При этой мысли она задрожала до костей.
– Темнота… глубокий мрак!.. Если бы я проснулась в этой смертной тьме!.. Никогда… никогда больше не спать!..
И, резко тряхнув головой, она прогнала остатки сна. Тем временем несчастная почувствовала холод, пронизавший ее до костей жуткий холод, от которого у нее не было способа защититься.
Потом она снова уселась на соломенную подстилку, сжавшись и закутавшись, как только могла, в покрывало и свои одежды.
Тем временем вера, так глубоко проникшая в нее перед сном, начала слабеть в душе ее, она стала думать опять и опять о том, тронут ли ее страдания Лентула, и если это случится, то сможет ли он смягчить сердца других жрецов.

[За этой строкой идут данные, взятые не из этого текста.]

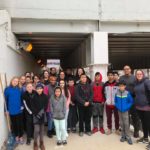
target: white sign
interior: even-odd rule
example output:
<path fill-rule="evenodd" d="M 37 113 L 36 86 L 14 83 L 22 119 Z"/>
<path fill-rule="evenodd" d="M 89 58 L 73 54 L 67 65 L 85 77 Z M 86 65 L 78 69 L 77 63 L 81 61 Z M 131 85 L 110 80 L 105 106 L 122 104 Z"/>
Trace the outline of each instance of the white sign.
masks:
<path fill-rule="evenodd" d="M 55 67 L 58 70 L 60 68 L 60 59 L 48 59 L 47 67 L 48 68 Z"/>

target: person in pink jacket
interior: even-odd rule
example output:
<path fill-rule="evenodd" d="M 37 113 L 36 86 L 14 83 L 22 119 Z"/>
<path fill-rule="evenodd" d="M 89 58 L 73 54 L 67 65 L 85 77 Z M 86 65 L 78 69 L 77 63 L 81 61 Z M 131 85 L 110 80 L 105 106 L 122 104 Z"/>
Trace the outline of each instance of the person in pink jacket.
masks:
<path fill-rule="evenodd" d="M 68 114 L 69 114 L 69 105 L 71 102 L 71 94 L 67 88 L 66 82 L 64 80 L 59 81 L 59 85 L 62 89 L 62 95 L 66 97 L 66 116 L 65 116 L 65 122 L 66 122 L 66 131 L 67 131 L 67 122 L 68 122 Z"/>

«Глупая я!.. И как это я могла представить, что жрецы позволили бы себе исправить законы Нумы?.. Как я могла поверить, что ради меня, именно ради меня, римляне смягчили бы беспощадную муку, установленную для весталок-кровосмесительниц, в то время как они все беды своего города связывают с поступком весталки, не сумевшей сохранить целомудрие? Как я могла так бредить?.. Как могла тешить себя такими глупыми надеждами?.. Но боги могли бы… Да что я!.. Заботятся ли боги о делах смертных людей?.. Их чудеса совершались в давно прошедшие времена, в глубокой древности, и кто знает, были ли они вообще!.. Я вот никогда не видела ни одного-единого чуда?.. Слышала, как говорят о чудесах… Но никогда их не видела… Значит, это все сказки… Да и пусть бы чудеса эти совершались и в самом деле, так разве для меня, опозоренной весталки, боги решатся совершить чудо?..»
Значит, надо смириться, надо умереть вот так… Придется закончить жизнь здесь, внутри… Надо ждать в одиночестве, без воздуха, без пищи, без света, покуда не придет смерть и не оторвет грешницу со страшного креста ее мыслей, от острой боли всех этих жестоких переживаний!..
И душу несчастной весталки придавили эти безнадежные размышления. Она больше не надеялась ни на что и ни на кого; она отказалась думать, заниматься собой, своим настоящим и близким будущим… Стать инертной, бесстрастной, неподвижной, ожидая, призывая, страстно стремясь к смерти.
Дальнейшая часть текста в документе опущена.